Crônica: O jornalismo sempre espera por nós

Há caminhos que escolhemos. Outros, nos escolhem para a vida inteira

Por Por Márcio Felipe | Jornalista | Portal AZ,

Existem profissões que se aprendem. Outras, porém, transformam-se em um modo de existir. O jornalismo pertence a essa segunda categoria.

Foto: Imagem gerada por IA.OK

Minha caminhada na comunicação começou em 30 de julho de 1991. Naquele dia, sem imaginar a dimensão do percurso que se desenhava à minha frente, dei os primeiros passos em uma profissão que, mais do que um ofício, tornou-se parte da minha identidade. Hoje, ao completar 35 anos de atuação ininterrupta na comunicação, percebo que o tempo mudou as tecnologias, reinventou as redações e transformou a forma de produzir notícias. O que permaneceu intacto foi a convicção de que informar é, antes de tudo, um compromisso com a sociedade.

Ao longo dessa trajetória, percorri diferentes caminhos. A publicidade ampliou minha compreensão sobre o poder da comunicação e o valor das ideias capazes de aproximar pessoas e instituições. Durante muitos anos, atuei nesse segmento, participando da fundação de duas agências na capital e desenvolvendo projetos de assessoria, consultoria em comunicação e marketing para empresas, empresários e lideranças políticas. Alguns desses trabalhos ultrapassaram as fronteiras do Brasil, proporcionando experiências internacionais que ampliaram minha visão sobre culturas, organizações e relacionamentos humanos.

Vieram, depois, a gestão pública, a pesquisa científica, a docência, o empreendedorismo e tantos outros desafios que enriqueceram minha formação profissional. Cada etapa deixou marcas, ensinamentos e novas perspectivas. Ainda assim, nenhuma delas foi capaz de afastar o jornalista que sempre existiu dentro de mim.

Minha história com o Portal AZ começou entre 2005 e julho de 2011, período em que tive a oportunidade de apresentar o programa de web TV Manhã AZ, sob a direção do jornalista Luís Antônio Albuquerque, participando de um momento pioneiro da televisão pela internet no Piauí. Também escrevi o Notícias Bombásticas, blog que alcançou grande audiência e ajudou a consolidar uma nova forma de produzir conteúdo jornalístico no ambiente digital, quando esse universo ainda engatinhava no Estado.

Mais tarde, outros compromissos profissionais passaram a ocupar meu cotidiano.
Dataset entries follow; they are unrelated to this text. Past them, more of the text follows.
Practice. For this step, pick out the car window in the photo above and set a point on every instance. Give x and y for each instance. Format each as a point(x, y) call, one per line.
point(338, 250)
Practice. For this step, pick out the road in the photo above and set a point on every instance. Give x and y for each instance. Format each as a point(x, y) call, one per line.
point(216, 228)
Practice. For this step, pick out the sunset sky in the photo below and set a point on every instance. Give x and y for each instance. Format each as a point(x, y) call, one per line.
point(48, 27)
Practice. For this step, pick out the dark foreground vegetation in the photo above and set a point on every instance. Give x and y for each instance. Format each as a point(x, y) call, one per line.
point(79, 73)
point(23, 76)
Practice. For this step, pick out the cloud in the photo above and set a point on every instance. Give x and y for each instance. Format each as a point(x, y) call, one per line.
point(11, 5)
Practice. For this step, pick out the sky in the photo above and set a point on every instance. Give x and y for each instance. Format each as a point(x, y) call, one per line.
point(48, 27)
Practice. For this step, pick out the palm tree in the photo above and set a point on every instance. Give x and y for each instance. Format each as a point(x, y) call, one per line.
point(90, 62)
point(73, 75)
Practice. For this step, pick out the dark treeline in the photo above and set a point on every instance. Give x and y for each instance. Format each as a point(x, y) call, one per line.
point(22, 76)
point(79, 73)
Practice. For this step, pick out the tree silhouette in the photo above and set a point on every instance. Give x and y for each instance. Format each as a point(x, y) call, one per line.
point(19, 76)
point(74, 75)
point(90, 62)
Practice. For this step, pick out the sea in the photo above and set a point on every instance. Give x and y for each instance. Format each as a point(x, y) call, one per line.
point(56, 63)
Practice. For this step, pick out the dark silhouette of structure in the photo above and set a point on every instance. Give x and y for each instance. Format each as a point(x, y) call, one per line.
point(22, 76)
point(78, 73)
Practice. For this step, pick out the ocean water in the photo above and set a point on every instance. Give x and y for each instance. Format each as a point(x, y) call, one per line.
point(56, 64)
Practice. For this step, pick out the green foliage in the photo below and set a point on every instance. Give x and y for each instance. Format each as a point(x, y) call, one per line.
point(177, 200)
Assumi responsabilidades na administração pública, aprofundei minha formação acadêmica e desenvolvi novos projetos. Mas nunca deixei de observar o mundo com o olhar inquieto de um repórter.
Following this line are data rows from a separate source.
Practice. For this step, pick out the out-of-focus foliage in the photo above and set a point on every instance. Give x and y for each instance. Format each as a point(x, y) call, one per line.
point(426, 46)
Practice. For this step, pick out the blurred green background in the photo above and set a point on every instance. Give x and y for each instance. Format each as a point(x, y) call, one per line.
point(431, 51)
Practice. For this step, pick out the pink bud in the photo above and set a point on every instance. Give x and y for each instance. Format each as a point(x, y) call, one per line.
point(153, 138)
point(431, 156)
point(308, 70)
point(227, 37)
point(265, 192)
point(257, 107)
Porque quem nasce jornalista não aprende apenas a escrever.

Aprende a ouvir o que não foi dito, a perceber o que muitos preferem ignorar e a compreender que, por trás de cada fato, existe uma história humana que merece ser contada com respeito, responsabilidade e sensibilidade.

É por isso que continuo escrevendo diariamente para o Portal AZ. Não por hábito, nem por rotina, mas porque continuo acreditando que o jornalismo exerce uma das funções mais relevantes da vida democrática: aproximar os fatos das pessoas, estimular a reflexão e contribuir para uma sociedade mais consciente.

Vivemos tempos em que opiniões frequentemente antecedem os acontecimentos e julgamentos surgem antes da apuração. Em meio a esse cenário, sigo convencido de que o compromisso do jornalista não deve ser com conveniências, interesses circunstanciais ou paixões momentâneas. Seu compromisso é com os fatos, com a ética e, sobretudo, com o leitor.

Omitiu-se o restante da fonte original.